The production of spherical, membranous vesicles from microbial cell surfaces is conserved among organisms from all three branches of the tree of life, spanning both prokaryotes and eukaryotes: Gram-negative and Gram-positive bacteria (16, 47, 58, 73), archaea (17, 18), fungi (3, 6567), and parasites (82, 83). For consistency in this review, we will refer to bacterial and archaeal structures as membrane vesicles (MVs) and fungal and parasitic vesicles as either exosomes or shedding microvesicles (two distinct populations referred to collectively as microvesicles [55]). The microscopic observation of microbial MVs spans more than 50 years, and numerous functions have been attributed to these extracellular vesicles by many investigators. The release of vesicles provides flexibility to respond to environmental cues, secrete components destined for the cell surface, virulence factors, and antigens, and interact with the host in the case of pathogens. Because MV release is conserved across many organisms, MV-mediated functions are likely to be critical to microbial life.
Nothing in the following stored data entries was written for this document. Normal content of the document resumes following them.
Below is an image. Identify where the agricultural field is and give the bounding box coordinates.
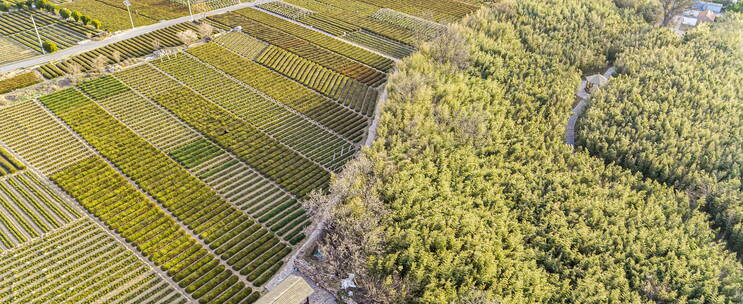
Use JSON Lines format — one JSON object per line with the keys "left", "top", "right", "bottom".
{"left": 0, "top": 37, "right": 36, "bottom": 64}
{"left": 61, "top": 0, "right": 158, "bottom": 32}
{"left": 0, "top": 71, "right": 41, "bottom": 94}
{"left": 0, "top": 0, "right": 480, "bottom": 300}
{"left": 38, "top": 22, "right": 201, "bottom": 79}
{"left": 0, "top": 218, "right": 186, "bottom": 303}
{"left": 0, "top": 9, "right": 99, "bottom": 54}
{"left": 60, "top": 0, "right": 188, "bottom": 32}
{"left": 255, "top": 0, "right": 462, "bottom": 58}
Both bacterial MVs and archaeal MVs are derived from the cell surface (Fig. 1A and 2A). Early observation of Gram-negative bacterial MVs revealed the release of an antigenic complex of lipopolysaccharide (LPS) and lipoprotein into the surrounding medium following amino acid deprivation of an Escherichia coli lysine auxotroph (40), which was initially proposed to be derived from the LPS-containing outer membrane (OM) of the bacteria (29). Since these early investigations, many groups have developed methodologies to isolate and analyze bacterial MVs. Although reconciling these differences in experimental design often makes it difficult to draw generalized conclusions, it is well accepted that Gram-negative bacterial MVs range from 10 to 300 nm in diameter and contain OM and periplasmic constituents, including proteins, lipoproteins, phospholipids, and LPS (43, 58). The contents of the inner membrane (IM) and cytoplasm were generally thought to be excluded from MVs, although recent analyses of the bacterial MV proteome suggest that some proteins typically annotated as having cytoplasmic localization consistently appear in MVs (15, 45, 92, 94). In addition to bacterial membrane proteins, toxins and signaling molecules can be incorporated into the membrane or lumen of the MV; MV release then serves as a secretion mechanism (42, 54, 95). Although Gram-negative bacterial MVs have been most rigorously studied, recent observation of Gram-positive MV release has demonstrated that this is a function more widely conserved across all bacteria. MVs derived from Gram-positive bacteria, such as Bacillus spp., are similarly sized (50 to 150 nm in diameter [47, 73]) and are rich in membrane lipids as well as toxins (including the anthrax toxin).
Fig 1
Fig 1 MV production by Bacteria. (A) Gram-negative bacteria release surface-derived membrane vesicles (MVs) at division septa and along the length of the cell body. (B) Upper panel: proteins harboring domains that link the outer membrane (OM) to the peptidoglycan layer (PG) minimize MV release along the cell body; temporary disruption of these OM-PG interactions results in MV release. Membrane-active antibiotics (such as gentamicin) and signaling molecules (such as pqs) interact with the membrane surface to induce MV release. Lower panel: transmission electron micrograph (TEM) of wild-type S. Typhimurium with inset showing small MV release along the cell body. (Reprinted from reference 15 with permission of the publisher, John Wiley and Sons.) (C) Upper panel: at the constricted division septum, temporary dissociation of OM-PG-IM protein complexes spanning the OM and inner membrane (IM) occurs, facilitating the release of a large MV before completing cell division. Lower panel: TEM of wild-type S. Typhimurium releasing a septal MV. (Reprinted from reference 15 with permission of the publisher, John Wiley and Sons.)
Fig 2
Fig 2 MV production by Archaea. (A) Archaea release MVs that are derived from the cell surface, similar to the process in Bacteria. (B) This process is facilitated through the coordinated action of ESCRT-III homologue proteins (yellow), conserved in archaeal and eukaryotic life. ESCRT-III homologues, known for membrane scission capabilities, are directed to surround the site of nascent MV formation and induce the outward protrusion of the membrane, including the archaeal S-layer. (C) Vps4 homologue ATPases then catalyze the disassembly of ESCRT-III homologues, and MV release occurs.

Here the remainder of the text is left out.